8 More Disaster Recovery Duds
The lesson: Test your backup systems, get management buy-in, and seek input from non-technical people to find the gaps in your plans.
Planning for business continuity is planning for interruptions to business operations. There will be disasters, foreseen and unforeseen. The unforeseen and neglected problems are what I want to discuss.
In my previous blog, Disaster Recovery Duds, I presented 8 disaster recovery duds that generated a lot of interest. So I have 8 more stories of disaster recovery planning and execution that did not go as planned.
When Did We Last Try This?--An enterprise installed a backup power generator. It was sized properly for the data center power requirements. The generator was tested and worked as planned. Everyone was very comfortable with the backup power arrangement.
Then it happened. The power was cut off. The generator started and provided power for about one minute, then stopped. It would not restart. It took quite a while to discover that the fuel filter was clogged with rust. The generator had not been exercised periodically (once a month for an hour would be best). The fuel tank had rusted and caused the filter to block the fuel flow.
Always, always exercise your backup facilities to ensure that they are working properly. Don't wait for the disaster to learn how well the backup works.
The UPS Will Fit into the Closet--As network closets become a power source with PoE, then the UPS battery backup also moves to the network closet. An enterprise budgeted properly for the closet UPS, but the network closet did not have enough floor space to allow the installation of the UPS batteries. So one of the IT staffed decided to locate the batteries vertically along one wall. The facilities people found out and immediately stopped the UPS installation. The UPS, when installed vertically, exceeded the weight limitations for the floor. Before the UPS could be installed, the floors below the closet had to be reinforced to hold the weight of the batteries. This worked; however the extra cost for the reinforcement caused the UPS budget to be far exceeded.
The Vent is Where?--A diesel generator was installed successfully as a backup power source. As the generator was being tested, someone walked into the closed shipping and receiving garage. That person discovered that the generator was vented into the garage, not outside. The exhaust design had to be changed, which increased the budget.
The Data Center was Safe--A new data center was constructed in an existing office building.
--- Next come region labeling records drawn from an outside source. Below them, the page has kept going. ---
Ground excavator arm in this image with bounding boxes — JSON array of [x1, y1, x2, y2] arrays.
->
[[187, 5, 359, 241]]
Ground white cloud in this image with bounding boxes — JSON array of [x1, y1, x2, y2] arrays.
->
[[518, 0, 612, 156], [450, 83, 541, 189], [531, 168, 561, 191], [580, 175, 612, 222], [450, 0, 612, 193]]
The planners anticipated potential building closure due to scenarios such as bad weather, protesters, and planned for employees staying on site for days; they planned for backup power, but not a thought about the building. The data center was the hub for 30 remote data centers and 14 networks. The data center was above the building loading dock. A single critical pillar on the corner of the loading dock was just below the data center. If a truck damaged or collapsed this pillar, then the data center would be destroyed.
The Data Center Backup Worked Fine--An information services enterprise planned and executed a successful backup power arrangement. It worked as expected. However, it was tested when the primary building power was still on. The backup power provided excellent isolation from the utility company's power which had many short power fluctuations.
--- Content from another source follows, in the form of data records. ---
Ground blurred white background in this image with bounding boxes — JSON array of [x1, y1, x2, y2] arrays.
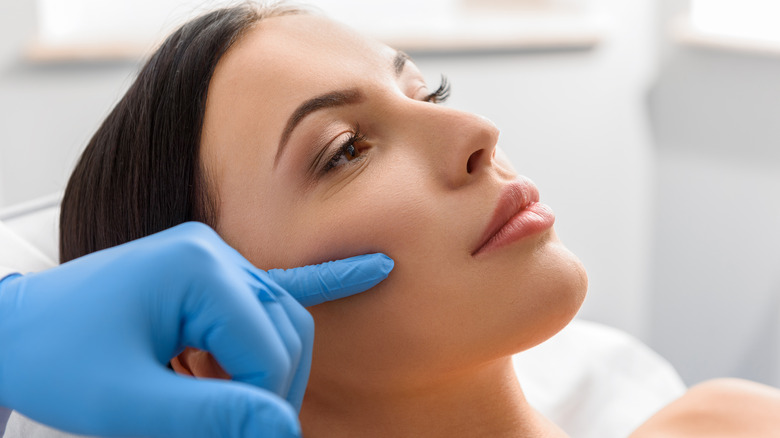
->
[[0, 0, 780, 386]]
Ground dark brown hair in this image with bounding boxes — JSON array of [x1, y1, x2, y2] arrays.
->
[[60, 3, 302, 263]]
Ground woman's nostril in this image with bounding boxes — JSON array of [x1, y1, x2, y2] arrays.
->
[[466, 149, 484, 173]]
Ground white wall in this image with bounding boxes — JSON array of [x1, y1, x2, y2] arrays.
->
[[650, 0, 780, 386], [0, 0, 655, 342]]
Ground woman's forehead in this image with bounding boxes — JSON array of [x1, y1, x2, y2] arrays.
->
[[218, 14, 394, 79]]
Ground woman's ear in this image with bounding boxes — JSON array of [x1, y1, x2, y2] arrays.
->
[[171, 347, 230, 380]]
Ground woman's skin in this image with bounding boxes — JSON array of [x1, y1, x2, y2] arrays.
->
[[174, 15, 780, 437]]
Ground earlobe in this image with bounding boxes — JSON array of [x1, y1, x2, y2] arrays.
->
[[171, 347, 230, 380]]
Finally, the primary power was lost one evening.
What the backup power designers did not consider was the power to the security scanners for entry into the building. No one could enter the building because the scanners were inoperable. Those who wanted to enter had to call on their cell phones to those inside to get someone to open the door for them to enter.
Remember, there are always other power vulnerabilities. Test the backup power under real conditions to locate the missed vulnerabilities.
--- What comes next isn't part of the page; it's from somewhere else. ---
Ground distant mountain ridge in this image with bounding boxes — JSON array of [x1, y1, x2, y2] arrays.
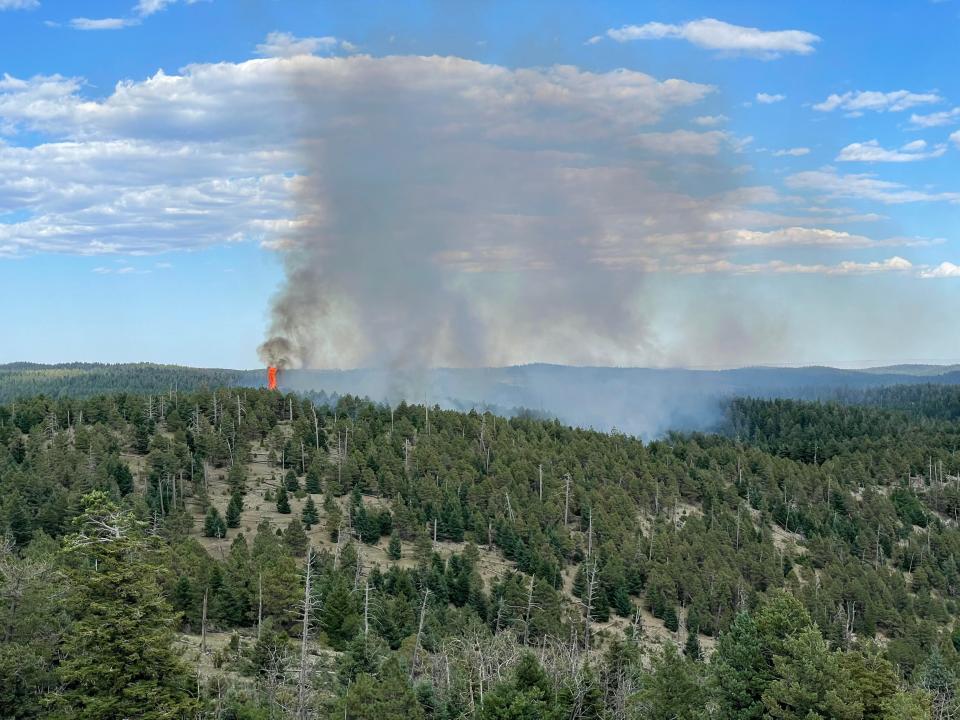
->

Fueling the Generator--A lesson learned during Hurricane Katrina was that roads could be closed for weeks. Diesel generators worked for several days. When the diesel fuel was exhausted, it was learned that the refueling trucks could not get to the generator locations. The assumption that they could be refueled before the generators stopped running was incorrect.
In response, a school system planned their backup power generators so they could run on natural gas through pipelines. It was less likely that the pipelines would be affected by a storm and thus could run indefinitely.
The Disaster Recovery Staff--One of my early projects was the automation of a central bank. It was very important that the operations should continue during a failure even if they were to be manually operated.
So we designed a manual backup system with equipment and staff to support it. We never needed the manual system because the design of the automated system worked under all conditions.
One day I decided that we needed to test the manual backup system. It did not work. And in the meantime, the departments that were responsible for the manual backup staff had gained so much confidence in the automated system that the backup staff was reassigned without notifying the IT department. The equipment was there but not the people. If you create any backup that depends on extra or reassigned staff, make sure they really exist and are prepared for the failure.
The Emergency Host--An organization decided they needed to update their emergency response procedures. They proposed that every building on their campus have an emergency host that would stand outside the building to direct emergency personnel when they arrived. Sounds good until you consider explosions, chemical leaks, earthquakes, and terrorism. The plan assumed that the host would only be needed during office hours. The plan was inexpensive to execute but not really workable. Keep in mind, people may not behave as planned during an emergency unless they are well trained and the emergency procedures are frequently exercised.
There never can be a perfect plan that covers all possibilities. When the plan is written, give copies to as many management level personnel as possible, especially those most affected by a disaster. Non-technical feedback can be useful for locating holes in the plan.